Schlechte Nachrichten für Insolvenzverwalter sind gute Nachrichten für Unternehmen – der BGH beschneidet die Vorsatzanfechtung in der Insolvenz 

Für Aufsehen sorgt ein Urteil des BGH zur Vorsatzanfechtung vom 06.05.2021 (IX ZR 72/20). Der BGH hatte in dem Urteil die tatbestandlichen Anforderungen für die Vorsatzanfechtung nach § 133 InsO erhöht. Diese Anfechtungsvorschrift ist schon seit Jahren umstritten. Sie hat sich – vorangetrieben durch die Rechtsprechung des BGH in den letzten Jahren – zur Allzweckwaffe des Insolvenzverwalters zur Masseanreicherung entwickelt. Die Voraussetzungen für eine erfolgreiche Vorsatzanfechtung hatte der BGH durch Vermutungstatbestände und komplizierte Regelungen zur Verteilung der Darlegungs- und Beweislast ständig abgesenkt. 

Zwar konnten durch die Zunahme des Anfechtungsvolumens mehr Insolvenzverfahren eröffnet werden. Die Zeche zahlten aber die betroffenen Anfechtungsgegner, die eine doppelte Belastung tragen: Sie erleiden den Forderungsausfall und müssen einen Teil der Zahlungen zurückerstatten, die sie vor der Insolvenz noch mühsam eingetrieben hatten.  

Die Vorsatzanfechtung verlangt – der Name ist Programm – den Nachweis des Gläubigerbenachteiligungsvorsatzes beim Schuldner. Spiegelbildlich muss der Anfechtungsgegner (Gläubiger) diesen Vorsatz kennen. Es geht dabei um innere Gedanken und Beweggründe. Da niemand Gedanken lesen kann, muss sich der Rechtsanwender behelfen und äußere, objektiv wahrnehmbare Verhaltensweisen (=Indizien) feststellen, die auf das Innerste des Handelnden schließen lassen. Ein solches beobachtbare Verhalten ist „Zahlen trotz Zahlungsunfähigkeit“, wobei die Zahlungsunfähigkeit schlicht als der Mangel an Zahlungsmitteln definiert wird. Der BGH ging früher davon aus, das ein Schuldner, der weiß, das seine Mittel nicht ausreichen, um alle seine Gläubiger zu befriedigen (Kenntnis von seiner Zahlungsfähigkeit), immer damit rechnen muss, dass die anderen Gläubiger leer ausgehen, wenn er an einen einzelnen oder wenige Gläubiger leistet (Benachteiligung). Der Gläubiger und Anfechtungsgegner, der die Zahlungsunfähigkeit seines Schuldners kennt, muss automatisch davon ausgehen, dass es (a) andere Gläubiger gibt und (b) das diese durch die Zahlung vom Schuldner vorsätzlich benachteiligt werden. 

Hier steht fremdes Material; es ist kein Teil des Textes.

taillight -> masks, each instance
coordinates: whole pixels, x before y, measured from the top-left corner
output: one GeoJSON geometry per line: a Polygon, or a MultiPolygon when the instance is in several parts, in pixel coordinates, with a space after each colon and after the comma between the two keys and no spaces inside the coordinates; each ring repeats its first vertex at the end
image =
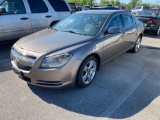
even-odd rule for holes
{"type": "Polygon", "coordinates": [[[149,23],[157,23],[157,22],[158,22],[158,20],[150,19],[148,22],[149,22],[149,23]]]}

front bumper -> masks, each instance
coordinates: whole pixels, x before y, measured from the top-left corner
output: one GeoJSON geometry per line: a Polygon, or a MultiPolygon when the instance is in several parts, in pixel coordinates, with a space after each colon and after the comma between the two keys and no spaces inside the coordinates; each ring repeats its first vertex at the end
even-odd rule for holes
{"type": "MultiPolygon", "coordinates": [[[[76,75],[81,64],[81,61],[73,56],[69,62],[61,68],[44,69],[39,67],[43,60],[43,58],[40,58],[35,61],[33,66],[30,67],[30,70],[24,70],[19,68],[17,61],[13,58],[14,55],[11,54],[13,70],[21,79],[32,85],[49,88],[74,86],[76,75]]],[[[24,62],[22,64],[24,64],[24,62]]]]}

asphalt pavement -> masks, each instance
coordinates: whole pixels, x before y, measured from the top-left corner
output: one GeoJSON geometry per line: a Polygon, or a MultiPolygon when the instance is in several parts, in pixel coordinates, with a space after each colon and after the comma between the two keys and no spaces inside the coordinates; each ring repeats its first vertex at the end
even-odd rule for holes
{"type": "Polygon", "coordinates": [[[138,53],[102,66],[84,89],[27,84],[11,69],[11,46],[0,47],[0,120],[160,120],[160,36],[146,33],[138,53]]]}

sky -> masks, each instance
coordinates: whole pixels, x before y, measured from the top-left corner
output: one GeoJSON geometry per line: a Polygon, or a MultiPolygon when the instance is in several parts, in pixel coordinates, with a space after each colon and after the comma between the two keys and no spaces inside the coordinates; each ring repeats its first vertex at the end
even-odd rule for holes
{"type": "MultiPolygon", "coordinates": [[[[99,2],[100,0],[97,0],[97,2],[99,2]]],[[[131,0],[120,0],[120,2],[125,2],[125,3],[129,3],[131,0]]],[[[148,3],[153,3],[155,4],[157,1],[160,0],[142,0],[143,2],[148,2],[148,3]]]]}

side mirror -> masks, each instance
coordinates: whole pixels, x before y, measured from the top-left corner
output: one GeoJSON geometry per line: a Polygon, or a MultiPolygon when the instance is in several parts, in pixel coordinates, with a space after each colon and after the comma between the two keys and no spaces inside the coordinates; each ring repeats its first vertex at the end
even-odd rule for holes
{"type": "Polygon", "coordinates": [[[108,30],[106,30],[105,34],[116,34],[121,33],[121,28],[118,27],[110,27],[108,30]]]}
{"type": "Polygon", "coordinates": [[[0,15],[6,13],[6,9],[4,7],[0,7],[0,15]]]}

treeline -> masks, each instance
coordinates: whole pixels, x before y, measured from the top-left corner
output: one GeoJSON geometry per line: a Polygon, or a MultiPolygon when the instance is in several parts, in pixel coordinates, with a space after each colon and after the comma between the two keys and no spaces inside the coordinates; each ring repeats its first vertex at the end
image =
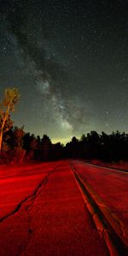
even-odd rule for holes
{"type": "Polygon", "coordinates": [[[3,135],[1,162],[83,159],[102,161],[128,160],[128,134],[119,131],[110,135],[92,131],[80,139],[73,137],[66,146],[53,144],[47,135],[43,137],[26,133],[23,127],[13,127],[3,135]]]}

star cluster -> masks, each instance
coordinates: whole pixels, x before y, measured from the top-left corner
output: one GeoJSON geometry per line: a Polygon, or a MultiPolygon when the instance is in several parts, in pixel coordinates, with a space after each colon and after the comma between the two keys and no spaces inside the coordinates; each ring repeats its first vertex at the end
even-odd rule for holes
{"type": "Polygon", "coordinates": [[[15,124],[67,140],[127,131],[127,1],[0,1],[0,88],[15,124]]]}

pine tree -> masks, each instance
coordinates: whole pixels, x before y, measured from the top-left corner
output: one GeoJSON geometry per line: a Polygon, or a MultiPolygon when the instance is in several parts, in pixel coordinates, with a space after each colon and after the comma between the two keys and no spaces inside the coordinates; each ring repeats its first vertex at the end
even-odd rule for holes
{"type": "Polygon", "coordinates": [[[20,98],[16,88],[8,88],[4,91],[4,98],[0,104],[0,153],[2,151],[3,133],[7,132],[13,125],[10,119],[10,111],[15,110],[15,106],[20,98]]]}

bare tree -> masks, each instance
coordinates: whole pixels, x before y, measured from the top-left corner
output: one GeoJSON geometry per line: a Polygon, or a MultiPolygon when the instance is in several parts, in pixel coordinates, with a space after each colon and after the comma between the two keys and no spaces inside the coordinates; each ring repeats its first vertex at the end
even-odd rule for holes
{"type": "Polygon", "coordinates": [[[10,111],[15,110],[15,106],[19,98],[20,93],[16,88],[5,89],[4,97],[0,104],[0,153],[2,151],[3,133],[13,126],[10,111]]]}

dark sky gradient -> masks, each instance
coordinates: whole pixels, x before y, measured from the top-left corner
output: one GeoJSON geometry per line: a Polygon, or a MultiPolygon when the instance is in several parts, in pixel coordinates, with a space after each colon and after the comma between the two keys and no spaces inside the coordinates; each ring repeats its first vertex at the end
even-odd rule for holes
{"type": "Polygon", "coordinates": [[[0,94],[25,131],[128,132],[128,1],[0,0],[0,94]]]}

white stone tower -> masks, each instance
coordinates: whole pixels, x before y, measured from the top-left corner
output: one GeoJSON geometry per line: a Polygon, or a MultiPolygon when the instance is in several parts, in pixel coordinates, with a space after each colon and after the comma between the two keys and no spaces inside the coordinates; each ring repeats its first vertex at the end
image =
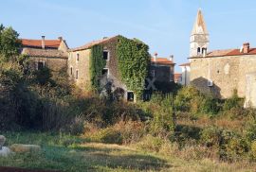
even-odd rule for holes
{"type": "Polygon", "coordinates": [[[191,35],[190,57],[205,56],[209,46],[209,33],[201,9],[198,10],[191,35]]]}

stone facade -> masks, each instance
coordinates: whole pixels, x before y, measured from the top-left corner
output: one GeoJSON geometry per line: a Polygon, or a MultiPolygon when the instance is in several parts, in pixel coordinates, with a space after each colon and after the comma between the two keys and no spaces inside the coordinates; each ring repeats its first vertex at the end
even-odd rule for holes
{"type": "Polygon", "coordinates": [[[190,61],[191,83],[202,93],[229,98],[237,91],[238,96],[246,97],[246,106],[256,106],[256,80],[252,75],[256,73],[256,48],[250,48],[248,43],[241,49],[191,56],[190,61]]]}
{"type": "Polygon", "coordinates": [[[68,53],[68,75],[70,79],[80,88],[85,89],[90,85],[90,49],[68,53]]]}
{"type": "Polygon", "coordinates": [[[181,68],[181,81],[180,84],[184,86],[188,86],[191,84],[191,63],[180,64],[181,68]]]}
{"type": "Polygon", "coordinates": [[[247,75],[245,108],[256,108],[256,73],[247,75]]]}
{"type": "Polygon", "coordinates": [[[64,70],[67,66],[68,46],[61,37],[58,40],[27,40],[22,39],[21,54],[29,57],[30,67],[38,69],[40,65],[52,72],[64,70]]]}
{"type": "Polygon", "coordinates": [[[121,78],[118,71],[118,58],[116,55],[117,43],[118,36],[92,42],[82,47],[69,50],[68,74],[79,88],[82,90],[90,89],[91,80],[89,68],[91,47],[96,44],[101,44],[103,46],[103,52],[108,53],[108,60],[106,60],[106,66],[104,67],[108,72],[106,76],[101,77],[101,85],[105,86],[107,83],[111,83],[111,89],[114,92],[116,90],[121,90],[123,96],[126,96],[128,90],[125,84],[121,82],[121,78]],[[79,61],[77,61],[78,54],[79,61]],[[73,75],[71,75],[71,68],[73,70],[73,75]],[[79,71],[79,76],[76,78],[77,70],[79,71]]]}

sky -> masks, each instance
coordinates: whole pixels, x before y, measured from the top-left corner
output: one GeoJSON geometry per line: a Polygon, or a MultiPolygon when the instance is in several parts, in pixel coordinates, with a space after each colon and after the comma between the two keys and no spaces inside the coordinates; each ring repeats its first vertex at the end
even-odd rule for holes
{"type": "Polygon", "coordinates": [[[255,0],[8,0],[1,2],[0,24],[20,38],[57,39],[69,47],[123,35],[137,38],[158,57],[188,61],[190,35],[198,9],[210,32],[208,49],[256,47],[255,0]]]}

In seiner aktuellen Entscheidung rückt der Bundesgerichtshof nunmehr ausdrücklich davon ab, dass ein Schuldner, der seine Zahlungsunfähigkeit kenne, automatisch mit Benachteiligungsvorsatz zu Lasten der übrigen Gläubiger handele. 

Ferner hält der Bundesgerichtshof auch nicht mehr an seiner bisherigen Rechtsprechung fest, dass allein von der vom Anfechtungsgegner erkannten Zahlungsunfähigkeit des Schuldners darauf geschlossen werden könne, dass dieser in der Regel auch den Benachteiligungsvorsatz des Schuldners kenne. Diese bisherige Rechtsprechung bedürfe “einer neuen Ausrichtung“. 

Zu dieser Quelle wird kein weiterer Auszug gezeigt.